Il gap occupazionale e reddituale delle donne

«Se si supera il gap della presenza femminile nelle discipline scientifiche è possibile superare anche il gap occupazionale e di reddito», dice Maria De Paola, prorettrice Unical.

 

«In economia - specifica - è possibile riscontrare la differenziazione salariale, in cui le donne a pari merito con gli uomini tendono a guadagnare di meno rispetto a questi, e la segregazione, in cui le donne risultano segregate in alcuni ambiti occupazionali e sono quelli tradizionali in cui si guadagna poco».

 

«Sembrano due fenomeni separati ma in realtà non lo sono», aggiunge De Paola. «Se le donne sono segregate in alcuni specifici ambiti occupazionali dove non c’è molto spazio per fare carriera questo implica che l’aspetto retributivo ne risente. Una nostra maggiore presenza nelle discipline Stem può sicuramente colmare questi due gap».

 

In Italia hanno un contratto a tempo indeterminato «il 61% degli uomini, rispetto al 52% formato da donne», precisa Manuela Stranges docente di demografica all’Unical e membro del centro Women's studies. Per non parlare del divario nella retribuzione: «Nello stesso ambito occupazionale e con competenze identiche, gli uomini percepiscono 1673 euro a dispetto delle donne che ne ricevono 1375 euro», continua la Stranges. Per le donne le difficoltà aumentano nella conciliazione tra lavoro e famiglia, «un fattore che determina la diminuizione del tasso di occupazione».

Il gap di genere parte dalla scuola

Secondo la Stranges «il gap di genere non parte dalle scuole elementari dove siamo tutti uguali. Quando gli anni scolastici avanzano il divario tende ad acuirsi mostrando delle lacune per le donne negli ambiti scientifici». Il motivo? Secondo la docente di demografica, sarebbe da ricondurre al contesto sociale e non ad una inferiorità intellettiva.

 

«Le ragazze interiorizzano gli stereotipi e nella mente si fa spazio l’idea di non essere sufficientemente brave come i maschi o la convinzione che non saranno mai in grado di gestire una carriera intensa rispetto agli uomini dato che nell’infanzia hanno interiorizzato il “lavoro di cura” per cui la donna deve farsi carico delle responsabilità familiari e delle contingenze che ruotano attorno alla famiglia».

 

C’è persino chi pensa «che biologicamente le donne non sarebbero adatte all’astrazione ma sarebbero più propense alla pratica, una cosa oscena», ribatte Giulia Mocchia presidente Comitati unici di garanzia Unical. «Noi donne abbiamo le stesse capacità attitudinali degli uomini, siamo solo sopraffatte da una tenaglia sociale da cui ci dobbiamo liberare».
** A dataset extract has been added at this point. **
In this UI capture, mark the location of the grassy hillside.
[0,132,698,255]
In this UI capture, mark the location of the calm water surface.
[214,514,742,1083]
«Gli uomini hanno difficoltà ad accettare le donne al comando»

Qualche mese fa aveva destato clamore mediatico la notizia che il nuovo rettore dell’Università della Calabria, Nicola Leone, avesse nominato due donne come prorettrici, la prima volta nella storia dell’Ateneo. «Il rettore non ci ha scelto in quanto voleva delle donne nel suo staff ma per le nostre competenze. È stata una scelta in piena normalità e non una concessione», tiene a precisare Patrizia Piro che, insieme a Maria De Paola, è una delle prorettrici Unical.

 

«I problemi nascono lì dove si insinuano delle differenze e c’è qualcuno che le permette. Dobbiamo stare attenti affiché non ci siano situazioni di debolezza, sopraffazione e segregazione».

 

Patrizia Piro è esperta in costruzioni idrauliche, un settore a prevalenza fortemente maschile. «In Italia su 73 ordinari solo 5 siamo donne. Quello che avverto pesantemente nel mio settore è che i colleghi maschi difficilmente accettano le donne al comando e il problema è educativo».

 

«Credo che noi donne abbiamo un ruolo importantissimo in questa formazione - continua la Piro. - Dobbiamo educare i nostri partner, i nostri figli e nostri allievi uomini ad avere una forma di rispetto nei confronti degli altri, che sia uomo o che sia donna». E conclude: «Non dobbiamo consentire di stare un passo indietro agli uomini, lo dobbiamo fare per noi stesse e per la società. Dobbiamo stare tutti sullo stesso piano. Solo così riusciamo ad andare avanti».